Jeff Moden (3/12/2016)
When treating NULL as an "empty string" instead of "no string" and thus return rows for it, it is going to complicate and limits its use for serialization/de-serialization tasks (which is like its primary use).
I think that's the whole problem with the way a whole lot of people think. NULL should ever be treated as an "empty string" or "no string". Certainly, it should never be treated as Nothing. It should be treated only as "unknown" and, IMHO, if you give the function an unknown, it should return a confirmation that unknown was passed to it.

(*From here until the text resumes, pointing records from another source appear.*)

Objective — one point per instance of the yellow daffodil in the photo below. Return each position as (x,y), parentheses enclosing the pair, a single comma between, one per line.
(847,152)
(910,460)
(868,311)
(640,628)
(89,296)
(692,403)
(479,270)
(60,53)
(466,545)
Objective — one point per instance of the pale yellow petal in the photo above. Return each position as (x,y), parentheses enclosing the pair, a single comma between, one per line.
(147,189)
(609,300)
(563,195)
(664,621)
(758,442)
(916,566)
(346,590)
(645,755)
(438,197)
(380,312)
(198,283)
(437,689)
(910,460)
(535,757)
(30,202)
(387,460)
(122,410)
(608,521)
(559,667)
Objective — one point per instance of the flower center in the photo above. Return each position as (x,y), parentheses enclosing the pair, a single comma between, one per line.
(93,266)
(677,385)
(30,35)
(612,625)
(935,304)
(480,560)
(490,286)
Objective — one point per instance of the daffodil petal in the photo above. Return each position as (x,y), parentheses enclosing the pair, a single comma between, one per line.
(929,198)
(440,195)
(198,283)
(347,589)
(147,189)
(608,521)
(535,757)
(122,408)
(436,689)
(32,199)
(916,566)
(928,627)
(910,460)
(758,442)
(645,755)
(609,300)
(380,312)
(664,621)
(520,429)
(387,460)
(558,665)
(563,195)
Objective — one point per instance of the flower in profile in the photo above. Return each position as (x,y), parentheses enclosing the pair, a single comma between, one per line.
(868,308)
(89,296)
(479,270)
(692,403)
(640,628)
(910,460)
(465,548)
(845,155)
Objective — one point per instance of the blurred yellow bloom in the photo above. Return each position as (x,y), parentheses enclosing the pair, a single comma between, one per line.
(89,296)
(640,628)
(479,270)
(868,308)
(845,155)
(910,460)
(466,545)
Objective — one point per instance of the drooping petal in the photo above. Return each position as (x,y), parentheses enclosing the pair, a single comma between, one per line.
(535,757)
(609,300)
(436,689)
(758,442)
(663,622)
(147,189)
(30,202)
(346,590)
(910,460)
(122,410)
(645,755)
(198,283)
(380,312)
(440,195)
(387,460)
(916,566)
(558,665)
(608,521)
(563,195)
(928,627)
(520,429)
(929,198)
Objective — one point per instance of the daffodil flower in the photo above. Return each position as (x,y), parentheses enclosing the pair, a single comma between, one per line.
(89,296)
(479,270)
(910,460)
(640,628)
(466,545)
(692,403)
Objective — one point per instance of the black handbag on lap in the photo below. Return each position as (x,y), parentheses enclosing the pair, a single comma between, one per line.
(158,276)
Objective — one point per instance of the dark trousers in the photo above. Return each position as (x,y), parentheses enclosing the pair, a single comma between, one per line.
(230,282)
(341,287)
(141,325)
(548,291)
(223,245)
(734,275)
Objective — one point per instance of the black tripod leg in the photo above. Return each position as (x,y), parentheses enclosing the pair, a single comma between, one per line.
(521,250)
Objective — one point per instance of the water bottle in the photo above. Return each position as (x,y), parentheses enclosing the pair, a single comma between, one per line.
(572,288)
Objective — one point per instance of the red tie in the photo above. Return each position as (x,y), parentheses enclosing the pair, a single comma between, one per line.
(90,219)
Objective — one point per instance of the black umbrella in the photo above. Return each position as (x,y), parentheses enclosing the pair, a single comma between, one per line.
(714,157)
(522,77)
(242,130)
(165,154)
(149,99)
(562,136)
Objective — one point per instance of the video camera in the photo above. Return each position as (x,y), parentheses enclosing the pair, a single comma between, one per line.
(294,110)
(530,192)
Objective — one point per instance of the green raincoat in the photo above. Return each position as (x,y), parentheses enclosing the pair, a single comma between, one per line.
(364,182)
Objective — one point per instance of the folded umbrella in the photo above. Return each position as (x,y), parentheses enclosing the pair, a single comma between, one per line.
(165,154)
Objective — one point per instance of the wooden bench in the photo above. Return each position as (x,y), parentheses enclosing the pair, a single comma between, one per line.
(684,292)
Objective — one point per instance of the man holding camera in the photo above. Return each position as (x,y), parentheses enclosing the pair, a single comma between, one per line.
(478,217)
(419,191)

This doesn't even violate the COUNT(*) problem that someone posted on the CONNECT because the NULL will be disregarded by COUNT(*).
It comes down what states of input there are and how can they be unique mapped to process-able output.
With scalar functions it is easy: NULL in is NULL out.
With the transformation between scalar and complex types things are well, more complex.
De-serialization tasks need to work exactly in reverse to the serialization, which is:
Empty array/set/list --> NULL
One empty string or ID --> ""
Two empty strings or ID ---> ","
Array with one ID 10 ---> "10"
Array with two ID 10 and 20 ---> "10,20"
Array with unknown ID and ID 20 ---> ",20"
Try to reverse this serialization and there is no way around it that NULL means empty set (else it would be indistinguishable against a string of length 0 or a nullable integer represented as such).
This mapping works well and supports every behavior one can desire.
Want to handle an empty set as a single row containing NULL?
We can do that at the price of loosing support for NULL values in the serialized array/set/list!
Use a "left join" or "outer apply" and that will result in a single row with NULL values for each column in the result.
Code something like this:
TableA as A
outer apply splitter( NULL, ',' ) as S
Ultimately it comes down to how broad the use of the function needs to be.
Personally I use splitters almost exclusively for de-serialization of serialized integer ID and other value types that come from an application layer.
Ordinal positions and support for nullable values in the serialization are highly desirable in this case.
Having to filter out records with ordinal position NULL would work too I think, but would more often be in the way then help.
Such a ** conditionally existing ** record would just be artificial and represent a state that is already supported naturally as an empty set.
Where we seem to disagree is how we view the result of our function and what it represents.
I view it as a set representation of the original array/set/list, where NULL means no values were serialized.
Scalar function behavior does not come into my reasoning, the output is a set.
And I view serializing nullable values as a perfectly valid use case.